PCP use in the total sample was rare with 109 (94 male and 15 female) participants, or 5.7% of all defendants, meeting criteria for a PCP use diagnosis. PCP commonly co-occurred with cannabis use (n=80; 73.4%) and alcohol use (n=63; 57.7%) with fewer participants reporting co-occurring cocaine use (n=42; 38.5%), opiate use (n=5; 4.6%) and club drug use (n=6; 5.5%). Two (1.8%) PUD participants were diagnosed with only a PCP disorder. Seven (6.4%) PUD participants were identified as a result of a positive toxicology screen after having denied PCP use. One-hundred two participants (93.6%) reported PCP with 20 (18.3%) of them also testing positive for recent use, 20 (18.3%) of them testing negative for recent use, and 62 (56.9%) of them with no recorded toxicology data. The remaining samples were comprised of 81 participants with only a cannabis use diagnosis and another 97 participants who received both an alcohol and a cannabis use diagnosis. Among the 287 participants included in the current study, 87 (30.3%) respondents reported a recent history of IPV perpetration and 111 (38.7%) endorsed general aggression outside of the relationship.

Demographic Data

In examining the associations between demographic variables and substance use, several distinctions emerged between PCP users and the two comparison groups.
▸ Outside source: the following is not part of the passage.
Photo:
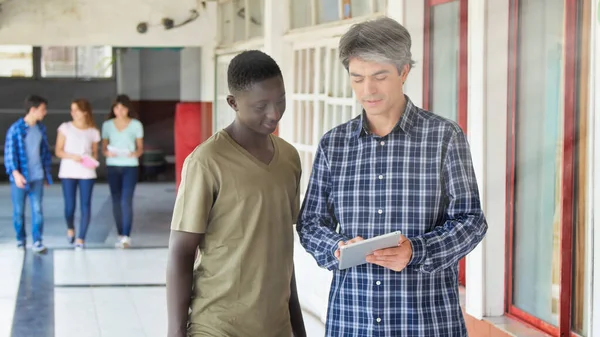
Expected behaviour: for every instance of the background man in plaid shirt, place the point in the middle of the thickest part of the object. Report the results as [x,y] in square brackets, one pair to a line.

Compared to CUD participants, PUD participants were more likely to report ethnic minority status, χ2 (1) = 19.2, p < .01. Further examination revealed that a greater percentage of PCP users, compared to cannabis users, were African American, χ2 (1) = 16.4, p < .01, or Hispanic, χ2 (1) = 9.4, p < .01, rather than Caucasian. No differences were detected between the PUD and the CUD groups in terms of age or gender. Compared to AUD participants, PUD participants were more likely to be minorities, χ2 (1) = 32.05, p < .001. PCP users were more likely than polysubstance users to report African American, χ2 (1) = 32.68, p < .001 and Hispanic, χ2 (1) = 10.21, p = .001, ethnicity. No differences were detected between the PUD and the AUD groups in terms of age or gender.

Legal Data

PCP users evidenced greater legal involvement than observed in the comparison groups. PUD participants reported significantly more prior arrests than the CUD, t (101) = 4.0, p < .001, and the AUD, t (102) =2.14, p = .01, groups. PUD participants were more likely to have most recently been arrested for a violent offense, χ2 (1) = 3.9, p = .04, but less likely for drug charges, χ2 (1) = 6.3, p = .01, than CUD participants. PUD and AUD participants were equally likely to be arrested for violence and drug related offenses. PCP users were significantly more likely to be referred to inpatient treatment facilities for a higher level of care than were either cannabis users, χ2 (1) = 40.0, p < .01, or polysubstance users, χ2 (1) = 14.38, p < .001. PCP participants were not charged with a greater number of offenses during the current arrest than CUD or AUD participants.

Violence Data

Finally, PCP users were significantly more likely to have engaged in violence during the prior year than either comparison group. Relative to CUD participants, PCP users were more likely to endorse both general violent behavior, χ2 (1) = 12.8, p < .01, as well as IPV, χ2 (1) = 3.5, p = .04, d=.33. General violence, χ2 (1) = 5.44, p = .02, and IPV in particular, χ2 (1) = 4.69, p = .03, were also more prevalent among PCP users when compared to AUD participants. We conducted a follow-up analysis and discovered that the alcohol abusing PUD participants were no more likely to commit IPV than PUD participants without an alcohol use disorder, χ2 (1) = 1.4, p = .49. Similarly, cocaine dependent PUD participants were no more statistically likely to commit IPV than PUD participants without a cocaine use disorder, χ2(1)=2.2, p=.14. We also found that the PUD participants who committed IPV were not necessarily the same ones who were violent outside of the relationship, χ2 (1) = 19.2, p < .001

DISCUSSION

The current investigation was designed to introduce and explore the association between IPV and PCP use in a unique sample of offenders at the time of a court mandated substance abuse evaluation. PCP users were more likely to be of minority status, but not younger, than comparison participants. PCP use was relatively rare and occurred almost exclusively in the context of polysubstance abuse in the sample of offenders court referred for substance use evaluations. Nearly 75% of all PUD participants were concurrently diagnosed with a cannabis use disorder. Also among the most commonly co-occurring substances of abuse was alcohol, which was abused by more than half of the PUD participants. Given the comorbid substance use disorders and violent behavior observed in PCP users, it is not surprising that PCP diagnosed participants received recommendations for higher levels of care than comparison participants.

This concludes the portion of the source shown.